Tips and Best Practices to Take Advantage of Spark 2.x

gowebing 2024-12-02

With Apache Spark 2.0 and later versions, big improvements were implemented to enable Spark to execute faster, making a lot of earlier tips and best practices obsolete. This post will first give a quick overview of what changes were made and then some tips to take advantage of these changes.

This post is an excerpt from the eBook Getting Started with Spark 2.x: From Inception to Production, which you can download to learn more about Spark 2.x.

Project Tungsten

Tungsten is the code name for the Spark project that makes changes to Apache Spark's execution engine, focusing on improvements to the efficiency of memory and CPU usage. Tungsten builds upon ideas from modern compilers and massively parallel processing (MPP) technologies, such as Apache Drill, Presto, and Apache Arrow.

Spark 2.x improvements include:

To reduce JVM object memory size, creation, and garbage collection processing, Spark explicitly manages memory and converts most operations to operate directly against binary data.
Columnar layout for memory data avoids unnecessary I/O and accelerates analytical processing performance on modern CPUs and GPUs.
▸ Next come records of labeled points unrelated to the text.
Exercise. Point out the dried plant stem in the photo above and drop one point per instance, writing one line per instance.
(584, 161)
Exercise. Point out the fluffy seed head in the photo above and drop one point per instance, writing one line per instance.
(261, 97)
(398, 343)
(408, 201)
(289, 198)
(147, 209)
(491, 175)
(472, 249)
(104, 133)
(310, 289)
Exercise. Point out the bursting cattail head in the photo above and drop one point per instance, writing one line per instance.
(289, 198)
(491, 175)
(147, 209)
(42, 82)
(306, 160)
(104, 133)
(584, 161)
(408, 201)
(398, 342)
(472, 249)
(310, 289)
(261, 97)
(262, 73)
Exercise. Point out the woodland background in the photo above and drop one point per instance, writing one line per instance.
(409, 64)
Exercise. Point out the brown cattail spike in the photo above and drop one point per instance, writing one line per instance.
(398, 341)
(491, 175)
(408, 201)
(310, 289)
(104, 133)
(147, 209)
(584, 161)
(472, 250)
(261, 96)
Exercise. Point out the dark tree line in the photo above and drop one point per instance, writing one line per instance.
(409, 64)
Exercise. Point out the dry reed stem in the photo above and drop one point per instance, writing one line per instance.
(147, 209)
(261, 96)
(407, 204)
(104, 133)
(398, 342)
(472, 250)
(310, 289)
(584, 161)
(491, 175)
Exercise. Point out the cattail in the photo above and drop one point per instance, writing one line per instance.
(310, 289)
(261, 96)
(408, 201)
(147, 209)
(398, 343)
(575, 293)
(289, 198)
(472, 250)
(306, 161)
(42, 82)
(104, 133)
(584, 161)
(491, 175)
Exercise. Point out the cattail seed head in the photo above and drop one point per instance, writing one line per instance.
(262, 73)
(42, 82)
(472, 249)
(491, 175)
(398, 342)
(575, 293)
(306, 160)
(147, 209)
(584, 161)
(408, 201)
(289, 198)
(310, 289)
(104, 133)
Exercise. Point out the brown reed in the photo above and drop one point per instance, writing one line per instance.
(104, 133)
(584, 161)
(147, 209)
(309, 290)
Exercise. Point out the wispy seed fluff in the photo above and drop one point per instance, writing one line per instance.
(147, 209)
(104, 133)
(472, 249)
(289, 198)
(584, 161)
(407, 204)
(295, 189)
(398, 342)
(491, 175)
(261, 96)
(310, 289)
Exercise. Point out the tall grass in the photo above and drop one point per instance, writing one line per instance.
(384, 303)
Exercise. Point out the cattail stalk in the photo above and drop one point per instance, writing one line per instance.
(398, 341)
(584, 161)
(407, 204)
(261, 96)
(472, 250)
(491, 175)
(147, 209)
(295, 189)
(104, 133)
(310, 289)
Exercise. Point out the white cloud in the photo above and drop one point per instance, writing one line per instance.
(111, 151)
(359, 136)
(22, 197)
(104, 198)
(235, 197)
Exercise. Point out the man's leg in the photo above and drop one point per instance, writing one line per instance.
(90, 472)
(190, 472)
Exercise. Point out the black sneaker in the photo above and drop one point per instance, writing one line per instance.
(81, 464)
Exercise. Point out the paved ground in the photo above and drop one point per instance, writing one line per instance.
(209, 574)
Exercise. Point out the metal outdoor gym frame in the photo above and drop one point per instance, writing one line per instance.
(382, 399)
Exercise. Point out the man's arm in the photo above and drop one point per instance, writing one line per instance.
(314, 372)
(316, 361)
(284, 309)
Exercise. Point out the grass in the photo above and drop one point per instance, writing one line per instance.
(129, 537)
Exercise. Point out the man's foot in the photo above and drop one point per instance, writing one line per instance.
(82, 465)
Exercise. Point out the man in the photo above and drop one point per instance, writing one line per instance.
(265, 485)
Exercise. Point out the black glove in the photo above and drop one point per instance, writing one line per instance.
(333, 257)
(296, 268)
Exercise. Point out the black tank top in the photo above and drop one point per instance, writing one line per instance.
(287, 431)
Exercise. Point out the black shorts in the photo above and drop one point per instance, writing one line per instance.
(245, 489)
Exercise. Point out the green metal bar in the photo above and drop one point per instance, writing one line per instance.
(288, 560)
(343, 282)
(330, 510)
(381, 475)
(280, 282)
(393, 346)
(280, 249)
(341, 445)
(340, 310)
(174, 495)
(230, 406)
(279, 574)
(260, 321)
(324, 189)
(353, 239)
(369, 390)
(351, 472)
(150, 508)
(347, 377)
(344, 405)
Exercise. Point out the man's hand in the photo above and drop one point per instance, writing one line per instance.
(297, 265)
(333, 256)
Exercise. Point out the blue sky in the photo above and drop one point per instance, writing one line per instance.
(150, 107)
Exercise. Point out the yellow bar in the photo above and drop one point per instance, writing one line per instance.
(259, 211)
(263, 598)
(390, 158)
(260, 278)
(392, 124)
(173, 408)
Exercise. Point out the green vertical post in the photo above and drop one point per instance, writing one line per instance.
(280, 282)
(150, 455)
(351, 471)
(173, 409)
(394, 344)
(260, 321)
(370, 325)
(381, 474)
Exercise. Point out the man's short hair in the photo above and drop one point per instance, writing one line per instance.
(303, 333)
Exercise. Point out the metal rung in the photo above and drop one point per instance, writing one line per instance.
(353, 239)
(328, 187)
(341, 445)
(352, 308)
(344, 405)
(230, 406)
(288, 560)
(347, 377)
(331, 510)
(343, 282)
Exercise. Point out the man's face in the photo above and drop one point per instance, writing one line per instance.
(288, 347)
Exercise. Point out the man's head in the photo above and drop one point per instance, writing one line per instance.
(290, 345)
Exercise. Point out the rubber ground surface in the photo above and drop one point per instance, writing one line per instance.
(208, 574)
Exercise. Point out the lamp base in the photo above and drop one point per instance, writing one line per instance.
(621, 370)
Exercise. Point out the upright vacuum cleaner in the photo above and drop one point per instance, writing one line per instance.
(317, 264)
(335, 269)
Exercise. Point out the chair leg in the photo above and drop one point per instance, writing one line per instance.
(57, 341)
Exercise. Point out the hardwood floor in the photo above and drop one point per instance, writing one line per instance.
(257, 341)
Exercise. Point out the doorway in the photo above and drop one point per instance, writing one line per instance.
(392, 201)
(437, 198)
To improve the speed of data processing through more effective use of L1/ L2/L3 CPU caches, Spark algorithms and data structures exploit memory hierarchy with cache-aware computation

Spark SQL's Catalyst Optimizer underpins all the major new APIs in Spark 2.0 and later versions, from DataFrames and Datasets to Structured Streaming. The Catalyst optimizer handles analysis, logical optimization, physical planning, and code generation to compile parts of queries to Java bytecode. Catalyst now supports both rule-based and cost-based optimization.

Tips for Taking Advantage of Spark 2.x Improvements

Use Dataset, DataFrames, Spark SQL

In order to take advantage of Spark 2.x, you should be using Datasets, DataFrames, and Spark SQL instead of RDDs. Datasets, DataFrames, and Spark SQL provide the following advantages:

Compact columnar memory format
Direct memory access
Reduced garbage collection processing overhead
Catalyst query optimization
Whole-stage code generation

When possible, use Spark SQL functions — for example, to_date(), hour() — instead of custom UDFs in order to benefit from the advantages above.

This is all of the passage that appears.